---
title: "R Notebook"
output: html_notebook
author: "Martin Shepperd"
date: 03/09/2020
---

# Make some charts from Data Scientist Need to Know Skills

This is R Notebook for Week1 of CS5702 (Modern Data).
 
As a simplification I only use base R, rather than ggplot.

First we need to reproduce the data, since the original article ["What are the In-Demand Skills for Data Scientists in 2020?"] (https://towardsdatascience.com/what-are-the-in-demand-skills-for-data-scientists-in-2020-a060b7f31b11), doesn't provide the raw observations.  I extracted the percentages from the text / chart. 

```{r}
# Reproduce the data

percent <- c(62,40,39,21,20,20,19,16,15,13)
skill <- c("Python","SQL","R","Spark","Cloud","AWS","Java","TensorFlow","Hadoop","SAS")
```

Now we have the data let's try to create some graphical representations.

```{r}
# Ugly visualisation of the data

pie(percent, main="Pie chart of in demand Data Scientist skills", labels=skill)
```

This pie chart has a number of disadvantages.  Can you think what some of them might be?

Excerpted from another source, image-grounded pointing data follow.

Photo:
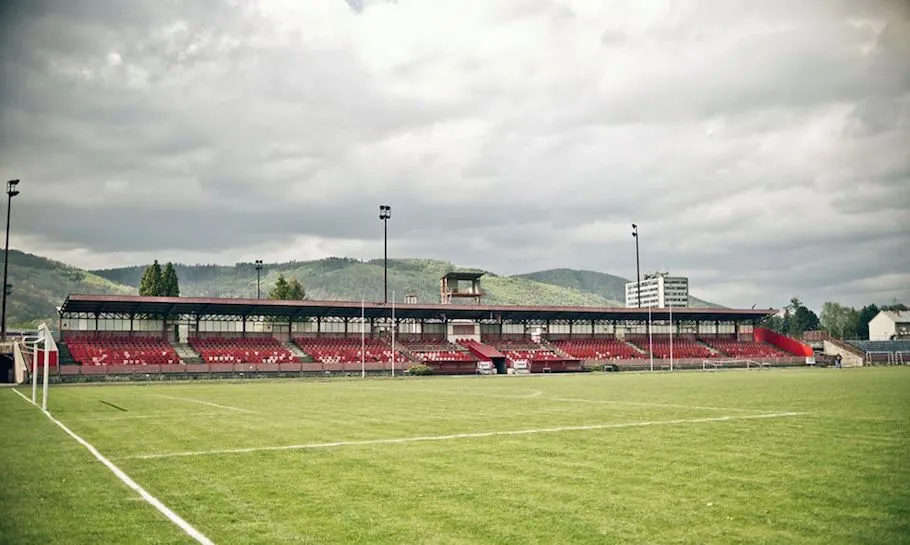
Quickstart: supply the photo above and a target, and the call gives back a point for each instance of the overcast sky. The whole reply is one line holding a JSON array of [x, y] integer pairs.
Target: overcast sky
[[763, 147]]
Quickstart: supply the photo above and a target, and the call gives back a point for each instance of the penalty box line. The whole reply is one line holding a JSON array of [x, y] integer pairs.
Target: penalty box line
[[127, 480], [449, 437]]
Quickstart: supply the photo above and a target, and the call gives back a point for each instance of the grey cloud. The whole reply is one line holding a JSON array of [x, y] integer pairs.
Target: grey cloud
[[762, 147]]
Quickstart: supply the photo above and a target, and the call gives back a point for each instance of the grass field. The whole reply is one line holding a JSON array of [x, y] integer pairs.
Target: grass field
[[782, 456]]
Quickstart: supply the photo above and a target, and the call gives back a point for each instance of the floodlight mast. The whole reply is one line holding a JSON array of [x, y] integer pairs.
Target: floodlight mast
[[637, 265], [258, 278], [11, 191], [385, 212]]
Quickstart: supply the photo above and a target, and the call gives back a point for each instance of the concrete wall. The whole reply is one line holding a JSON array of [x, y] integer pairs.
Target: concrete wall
[[881, 328], [849, 358]]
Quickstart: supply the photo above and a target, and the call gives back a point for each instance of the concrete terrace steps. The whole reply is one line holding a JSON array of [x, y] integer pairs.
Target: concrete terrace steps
[[186, 353], [300, 354]]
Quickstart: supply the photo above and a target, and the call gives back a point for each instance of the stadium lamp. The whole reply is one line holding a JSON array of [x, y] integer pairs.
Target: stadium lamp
[[258, 278], [637, 265], [385, 212], [11, 191]]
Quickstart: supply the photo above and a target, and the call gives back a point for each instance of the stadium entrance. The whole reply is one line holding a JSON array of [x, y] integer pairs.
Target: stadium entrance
[[6, 368]]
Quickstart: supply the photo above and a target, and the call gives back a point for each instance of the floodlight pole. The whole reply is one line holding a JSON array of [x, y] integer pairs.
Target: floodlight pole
[[393, 333], [363, 326], [385, 212], [637, 264], [671, 331], [258, 278], [11, 192]]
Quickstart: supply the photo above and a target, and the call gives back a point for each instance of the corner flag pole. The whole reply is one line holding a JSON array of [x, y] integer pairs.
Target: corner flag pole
[[393, 333], [671, 335], [363, 326], [650, 338]]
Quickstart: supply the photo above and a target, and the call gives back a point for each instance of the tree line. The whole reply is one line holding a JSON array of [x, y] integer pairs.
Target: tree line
[[837, 320], [160, 283], [163, 282]]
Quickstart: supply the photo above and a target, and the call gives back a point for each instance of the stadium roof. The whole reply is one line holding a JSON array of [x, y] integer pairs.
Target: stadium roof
[[463, 275], [126, 305]]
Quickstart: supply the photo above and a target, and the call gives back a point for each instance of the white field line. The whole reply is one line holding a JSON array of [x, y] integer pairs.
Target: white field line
[[155, 502], [210, 404], [538, 394], [649, 404], [114, 418], [464, 435]]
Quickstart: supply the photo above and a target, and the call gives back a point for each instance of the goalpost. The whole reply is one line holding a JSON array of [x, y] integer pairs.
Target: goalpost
[[36, 346]]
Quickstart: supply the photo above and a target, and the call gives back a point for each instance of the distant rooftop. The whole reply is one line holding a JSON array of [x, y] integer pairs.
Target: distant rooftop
[[898, 316], [462, 275]]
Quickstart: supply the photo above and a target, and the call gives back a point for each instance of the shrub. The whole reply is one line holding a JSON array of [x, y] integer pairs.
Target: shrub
[[420, 370]]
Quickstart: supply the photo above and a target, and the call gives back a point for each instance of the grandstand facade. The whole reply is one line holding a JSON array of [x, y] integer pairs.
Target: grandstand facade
[[103, 335]]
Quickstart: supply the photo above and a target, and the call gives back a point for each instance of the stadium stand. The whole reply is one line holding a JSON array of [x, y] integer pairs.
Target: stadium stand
[[597, 348], [434, 349], [105, 349], [737, 348], [522, 348], [682, 347], [241, 350], [347, 349]]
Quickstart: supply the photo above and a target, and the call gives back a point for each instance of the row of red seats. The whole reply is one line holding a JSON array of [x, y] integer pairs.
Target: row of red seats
[[660, 346], [143, 352], [531, 355], [242, 350], [435, 349], [598, 348], [745, 349], [347, 350]]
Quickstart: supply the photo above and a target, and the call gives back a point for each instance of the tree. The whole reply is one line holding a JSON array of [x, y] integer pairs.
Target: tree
[[150, 285], [287, 291], [296, 291], [865, 316], [280, 289], [803, 320], [839, 321], [170, 284]]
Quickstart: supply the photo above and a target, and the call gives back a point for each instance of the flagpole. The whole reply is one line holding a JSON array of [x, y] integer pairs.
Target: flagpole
[[671, 335], [650, 338], [363, 326], [393, 333]]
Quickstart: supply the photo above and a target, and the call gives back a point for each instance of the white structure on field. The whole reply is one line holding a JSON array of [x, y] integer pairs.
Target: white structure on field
[[659, 290], [889, 325]]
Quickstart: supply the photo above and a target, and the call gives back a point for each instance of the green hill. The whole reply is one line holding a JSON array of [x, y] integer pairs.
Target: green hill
[[40, 285], [350, 279]]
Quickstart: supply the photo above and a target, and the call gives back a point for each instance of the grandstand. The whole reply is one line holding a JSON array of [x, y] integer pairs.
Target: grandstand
[[96, 348], [217, 337], [219, 349]]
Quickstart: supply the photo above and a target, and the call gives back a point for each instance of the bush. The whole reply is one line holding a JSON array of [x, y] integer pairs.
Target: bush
[[420, 370]]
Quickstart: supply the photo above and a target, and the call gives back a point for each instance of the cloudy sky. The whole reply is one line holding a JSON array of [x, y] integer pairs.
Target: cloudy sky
[[763, 147]]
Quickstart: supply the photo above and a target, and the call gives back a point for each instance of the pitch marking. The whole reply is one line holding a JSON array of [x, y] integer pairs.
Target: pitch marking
[[649, 404], [210, 404], [155, 502], [113, 418], [462, 436]]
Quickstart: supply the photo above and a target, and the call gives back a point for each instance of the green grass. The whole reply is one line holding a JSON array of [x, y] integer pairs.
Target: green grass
[[839, 473]]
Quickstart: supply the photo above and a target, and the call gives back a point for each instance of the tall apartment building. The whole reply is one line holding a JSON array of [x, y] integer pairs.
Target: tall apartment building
[[659, 290]]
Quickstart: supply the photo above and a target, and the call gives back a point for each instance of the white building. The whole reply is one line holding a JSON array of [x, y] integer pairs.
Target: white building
[[889, 325], [659, 290]]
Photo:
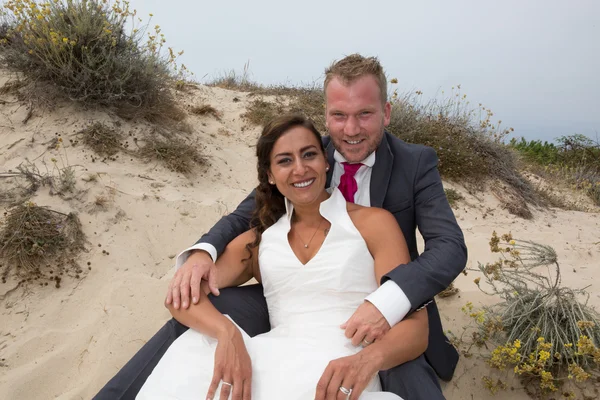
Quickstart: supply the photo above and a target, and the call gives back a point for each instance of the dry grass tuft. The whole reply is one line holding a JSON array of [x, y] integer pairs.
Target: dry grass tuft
[[103, 140], [470, 148], [93, 52], [176, 154], [33, 237], [259, 111], [205, 109], [12, 87]]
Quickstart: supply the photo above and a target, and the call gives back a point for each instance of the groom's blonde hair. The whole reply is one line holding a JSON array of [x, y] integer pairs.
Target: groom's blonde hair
[[355, 66]]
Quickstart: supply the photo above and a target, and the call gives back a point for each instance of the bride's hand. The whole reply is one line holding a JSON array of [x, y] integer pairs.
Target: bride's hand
[[232, 366], [352, 373]]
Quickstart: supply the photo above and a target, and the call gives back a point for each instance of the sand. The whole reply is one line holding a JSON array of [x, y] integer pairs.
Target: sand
[[67, 343]]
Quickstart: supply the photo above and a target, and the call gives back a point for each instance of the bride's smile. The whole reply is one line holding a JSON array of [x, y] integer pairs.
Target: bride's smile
[[298, 167]]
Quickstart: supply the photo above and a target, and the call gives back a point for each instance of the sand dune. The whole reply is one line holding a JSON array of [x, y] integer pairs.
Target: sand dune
[[66, 343]]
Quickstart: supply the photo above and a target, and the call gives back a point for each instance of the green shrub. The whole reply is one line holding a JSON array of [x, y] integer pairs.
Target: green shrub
[[93, 52], [470, 147]]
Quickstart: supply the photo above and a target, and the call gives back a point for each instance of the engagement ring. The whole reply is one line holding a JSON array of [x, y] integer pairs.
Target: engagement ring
[[347, 392]]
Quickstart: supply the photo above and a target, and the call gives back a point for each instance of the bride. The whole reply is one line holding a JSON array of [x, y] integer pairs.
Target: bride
[[317, 257]]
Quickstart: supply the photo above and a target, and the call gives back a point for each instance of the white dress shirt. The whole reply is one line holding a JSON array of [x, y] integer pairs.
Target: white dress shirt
[[389, 298]]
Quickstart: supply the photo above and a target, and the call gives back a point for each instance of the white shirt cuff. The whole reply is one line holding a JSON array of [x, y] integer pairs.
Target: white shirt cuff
[[391, 301], [183, 256]]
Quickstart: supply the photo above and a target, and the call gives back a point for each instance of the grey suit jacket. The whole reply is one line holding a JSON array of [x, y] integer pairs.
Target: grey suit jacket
[[405, 181]]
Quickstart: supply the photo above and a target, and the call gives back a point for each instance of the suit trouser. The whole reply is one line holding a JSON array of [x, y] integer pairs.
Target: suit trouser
[[246, 305]]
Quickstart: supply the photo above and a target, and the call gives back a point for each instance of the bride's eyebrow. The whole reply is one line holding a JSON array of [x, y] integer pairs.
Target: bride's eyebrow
[[302, 150]]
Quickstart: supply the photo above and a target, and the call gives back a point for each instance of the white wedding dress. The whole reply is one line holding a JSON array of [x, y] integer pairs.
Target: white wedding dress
[[307, 304]]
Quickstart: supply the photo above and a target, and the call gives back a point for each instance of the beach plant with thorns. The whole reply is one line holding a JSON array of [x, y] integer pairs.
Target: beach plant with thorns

As an alternative I now create a bar chart.

```{r}
# Creating a bar chart with Base R

barplot(percent, 
main="Bar chart of in-demand Data Scientist skills (Jan 2020)", 
sub = "Source: https://j.mp/2Ga8CD1",
ylab="Percentage of listings that mention skill", 
names.arg=skill, 
cex.names = 0.6,                                     # Shrinks text size so fits on x-axis
col="darkolivegreen",                                # Colour for bar chart boxes
density=c(100, 50, 100, 50, 50, 50, 50, 50, 50, 50)) # Shades Python and R in a darker colour
```

Hopefully you consider this to be an improvement, but it's not perfect. Can you think of any further improvements or clarifications?